I learned what it meant to be lovable.
I have waited my whole life for someone else who will see the world the way I do. Someone who will not look at me as someone whose ptsd or CTE or CVS (lots of Cs) or useless degree from a nothing university or unnecessary graduate degree from a less than nothing university….someone who will not look at me as someone whose problems disqualify me from being worthy of love, or worse, worthy of respect. Someone who will ask me what I want and what I need, rather than tell me what I ought to want or ought to need.
I struggled my way out of hell and I lost parts of myself along the way. So many people would tell me that the fact I lost these parts of myself is evidence I am incompetent at being human, or crazy, or too flawed to be loved.
Once upon a time, all I wanted was to find the boy who was mine. Someone who would teach me the constellations and watch Star Trek with me and make me laugh and pick wildflowers on a hillside and lay down under a tree and make me feel safe and make me feel better than safe.
I never learned the words to that song. I still don’t know the words, not exactly, how could I? My mother is my father’s doll. He jerks her strings like she is a marionette and their life is a performance for an invisible audience. My parents are all alone, with just each other. He is the family golden boy but no one wants to be anywhere near him. Everyone wants to be near me, to cuddle me and lick the honey from my arms, until that is I raise my voice.
We all learn what it means to be loved from our families, I suppose. Boys learn that status and competition and winning and coming out ahead will bring validation, and emotions will bring disgust or rejection. Girls learn that opening our mouths is always the wrong move, our sexuality is a weapon god holds like a dagger to our throat, and truly wanting something means we will never get it and will be laughed at besides.
I want to be seen for all my brokenness. I do not want to be looked at as though I were thinner and blonder and powerful and more successful in ways my identities prevent. I am not a goddess among men, in this society we are in. I am a girl writing missives to a boy who stopped listening the moment I knew what to say.
I fell in love with the part of him he hated most. The part that will never be masculine enough to meet his own standards. We are all I suppose shaped by the conditions we are born into.
Those of us who have been effectively silenced are those of us who everyone else is told ought not speak, or have nothing real to say, or do not deserve to participate in the spiritual component of the body politic.
I have been trying to prove I am smart enough like I have been trying to prove I am sane enough, to be heard. It has not happened yet.
I suppose the world is afraid of my rage.
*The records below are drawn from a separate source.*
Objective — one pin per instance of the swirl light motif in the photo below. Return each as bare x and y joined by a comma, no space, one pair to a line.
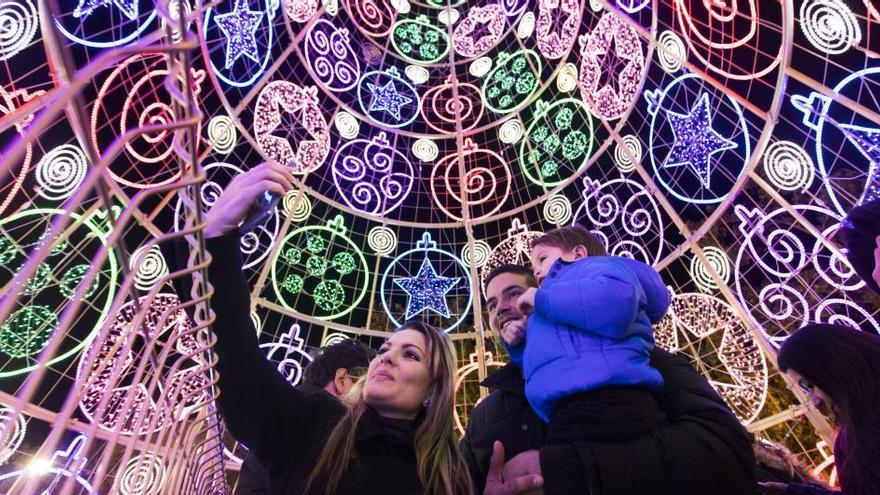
840,134
611,52
256,244
51,289
60,172
143,475
788,166
328,52
737,368
140,81
830,25
671,53
626,216
417,74
13,428
20,23
483,189
526,25
511,131
301,10
346,124
557,209
719,33
296,205
288,354
374,18
12,180
222,134
627,153
718,263
149,267
382,240
371,176
425,150
787,262
447,106
478,255
290,128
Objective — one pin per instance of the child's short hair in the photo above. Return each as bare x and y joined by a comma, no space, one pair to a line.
860,231
568,238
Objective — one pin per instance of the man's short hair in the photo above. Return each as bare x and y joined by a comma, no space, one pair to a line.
351,354
568,238
511,268
860,231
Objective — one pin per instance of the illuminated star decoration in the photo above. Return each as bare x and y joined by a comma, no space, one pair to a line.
86,7
427,291
240,27
387,98
867,140
695,140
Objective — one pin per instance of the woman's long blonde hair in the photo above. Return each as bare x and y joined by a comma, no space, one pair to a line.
440,466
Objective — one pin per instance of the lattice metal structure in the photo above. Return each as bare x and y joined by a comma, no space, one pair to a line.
721,142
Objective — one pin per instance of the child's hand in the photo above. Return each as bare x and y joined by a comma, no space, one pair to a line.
526,301
513,332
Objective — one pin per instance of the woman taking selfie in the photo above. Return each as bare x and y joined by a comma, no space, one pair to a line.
394,435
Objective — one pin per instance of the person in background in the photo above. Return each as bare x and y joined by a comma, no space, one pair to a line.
839,369
861,235
703,449
334,371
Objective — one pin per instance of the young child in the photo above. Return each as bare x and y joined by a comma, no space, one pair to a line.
585,351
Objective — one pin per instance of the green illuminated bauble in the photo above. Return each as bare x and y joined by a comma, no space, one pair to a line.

I was never afraid of his grief.
I ran, I suppose. Not from him, but from the ghosts inside my own head.
I have stopped running now. I am not sure that it matters to anyone but myself. But it matters very much to me.
I am not so very many things. I am not a published author. I am not a college professor. I do not have a particularly fancy degree. I do not have a particularly fancy job. My status in this society built on status is a joke.
But I am still here. In spite of it all. Trying to speak. In spite of it all.
And I suspect the people this society has broken the most, have the most important things to say about how to heal it.
I may be crazy, I suppose. But I am also clear-eyed about who I am, about who he is. This boy. And I wish I had met him before he learned what it means to love a girl like a man. I wish I had met him before I learned what it means to be a girl who can be loved, and Jewish, and American, in this country, today.
I know what it means to be a man who is lovable or desirable or worthy. I simply happen to disagree.
I think I know what it means to be a person who is lovable. And I think perhaps that is the one thing I can do. Better than anyone.
But not if I also am someone who is not beautiful or healthy or able-bodied or perfect enough to be listened to. If those are the terms of what it means to deserve a voice in this world.
I want to wake up in a world that is different from this one. Where I can want him for the reasons I want him, and he will listen to me when I tell him.
I have been trying to build that world but I have been building along for so long. But what can I do, but keep trying?